The benchmark S&P Sensex declined 1.5 percent today after six out of seven exit polls said that the BJP might lose in Delhi. The rupee slid to 62.18 per dollar, a fall of 0.8 percent, while the yield on government bonds climbed two basis points to 7.72 percent. This the seventh consecutive day of losses for the Sensex, something that had last happened in November 2013.
Worldwide developments have also added to investors' worries. Chinese imports are down, signalling a slowing economy, and traders are speculating that the U.S. Federal Reserve might raise rates, which would constrict dollar supply.

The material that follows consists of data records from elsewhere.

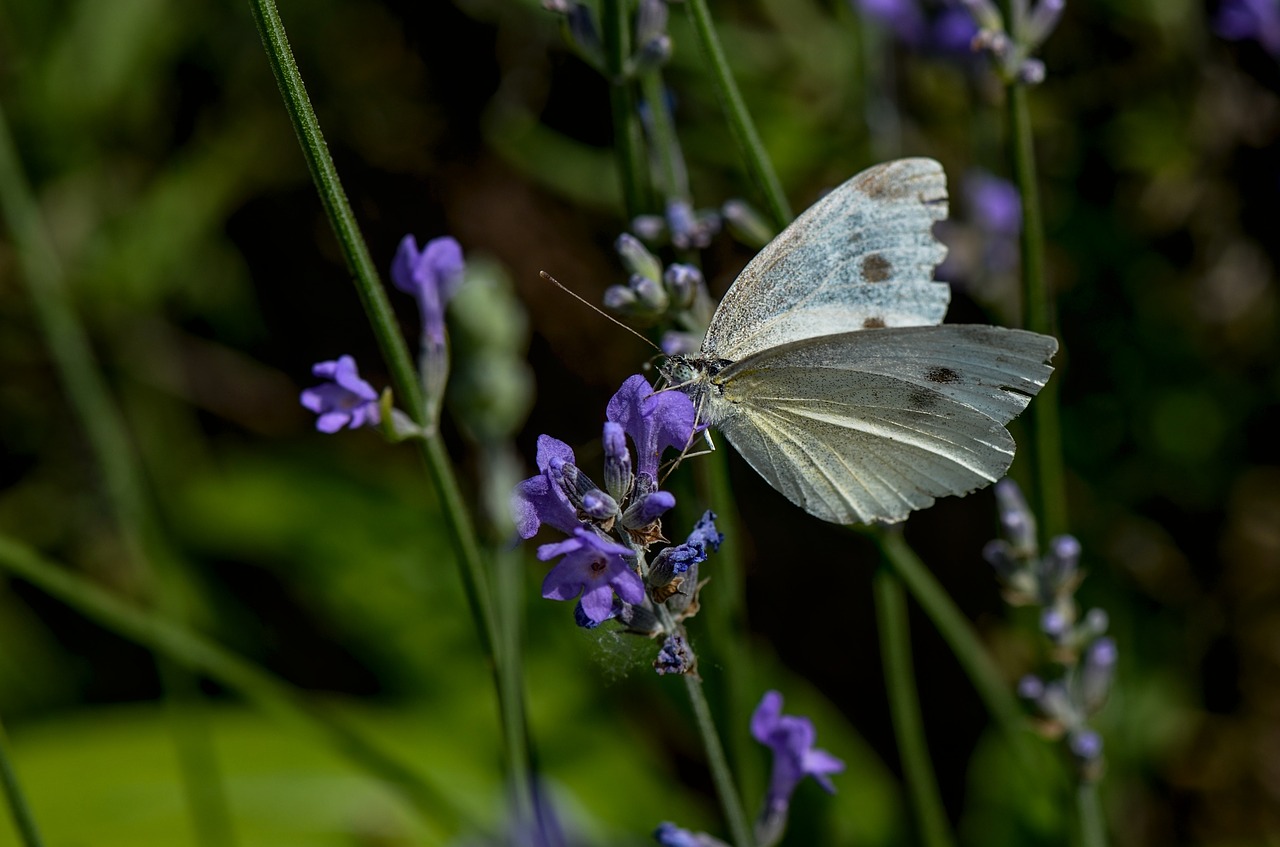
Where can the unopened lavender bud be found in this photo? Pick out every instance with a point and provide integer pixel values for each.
(1086, 745)
(584, 33)
(648, 508)
(1016, 518)
(621, 300)
(1031, 72)
(1095, 623)
(599, 506)
(746, 224)
(1055, 625)
(617, 461)
(680, 220)
(682, 283)
(1061, 566)
(675, 657)
(650, 296)
(1097, 672)
(636, 259)
(650, 19)
(992, 41)
(653, 54)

Modi has said before that winning more state elections is necessary the majority of opposition parties in the upper house of parliament, to make sure important reform legislation is passed. A defeat in Delhi would halt the winning spree of the BJP. Since coming to power in May last year, the party has won in three out of four states.
One of AAP's promises is to lower electricity tariff. That is not good news for providers, and power stocks declined. Tata Power Co. fell 3.2 percent, and Reliance Infrastructure was down 2.8 percent.

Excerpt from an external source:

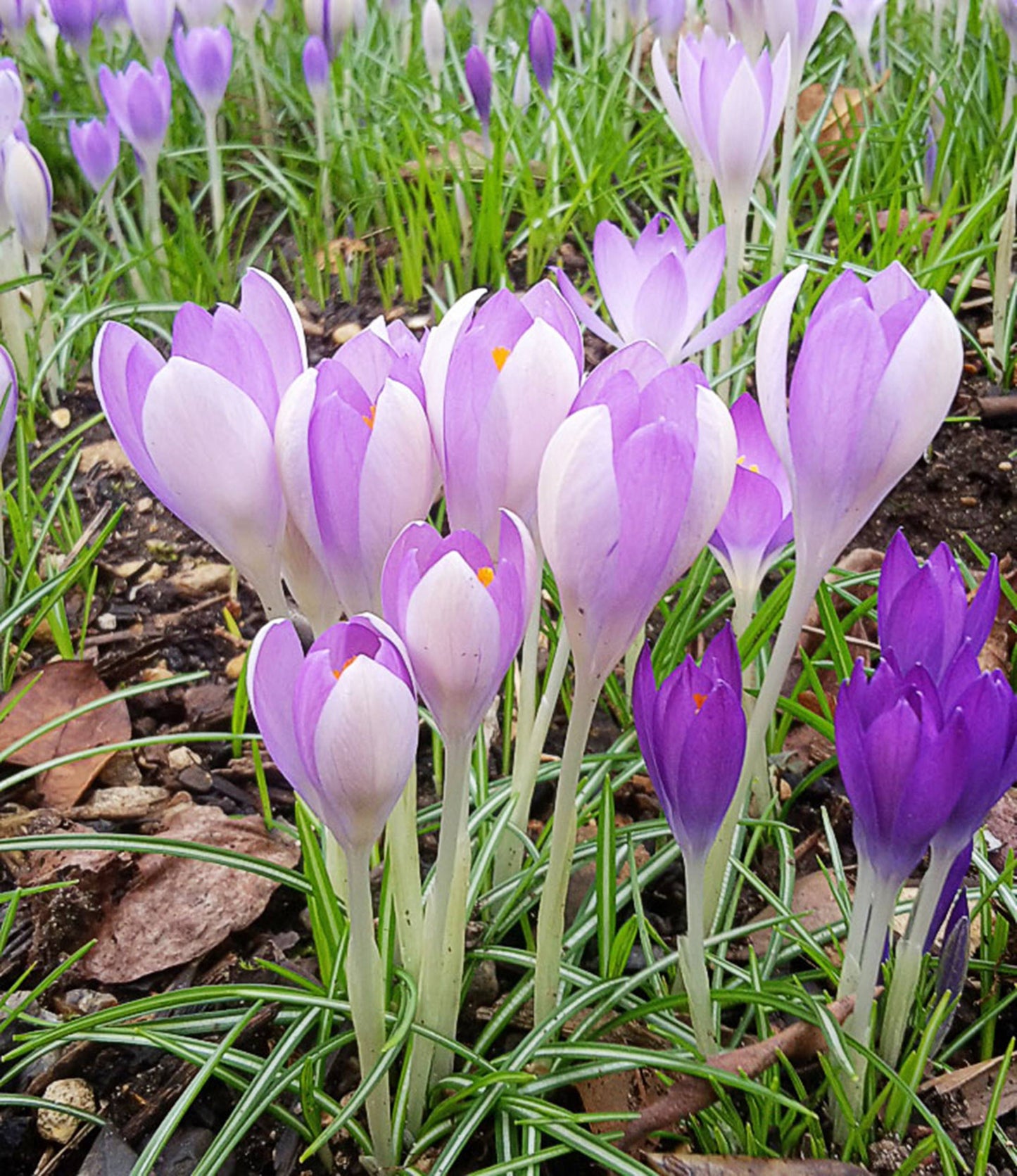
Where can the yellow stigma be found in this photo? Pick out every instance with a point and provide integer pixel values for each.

Results also disappointed, with Gail India Ltd., India's largest natural gas supplier, reporting a 64 percent drop in third-quarter profit. The stock slumped the lowest in two months. Tata Steel stock fell 2.2 percent, to its lowest in almost a year after reporting sales that were below analyst estimates. Tata's other major company, Tata Motors, also fell 1.7 percent after reports that its Jaguar Land Rover unit in North America will recall 104,000 cars after authorities flagged issues that could lead to problems with brakes and lights.

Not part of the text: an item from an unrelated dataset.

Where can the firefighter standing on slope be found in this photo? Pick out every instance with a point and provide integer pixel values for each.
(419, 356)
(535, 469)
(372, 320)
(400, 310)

The government will report GDP figures later today under a new system of accounting, which has resulted in previous years' estimates getting jacked up. By that yardstick, the new GDP figures are expected to be robust, but doubts have risen both about the new methodology and quality of data. Arvind Subramanian, the government's chief economic advisor, has said the changes are mystifying and that he is puzzled by the new growth figures.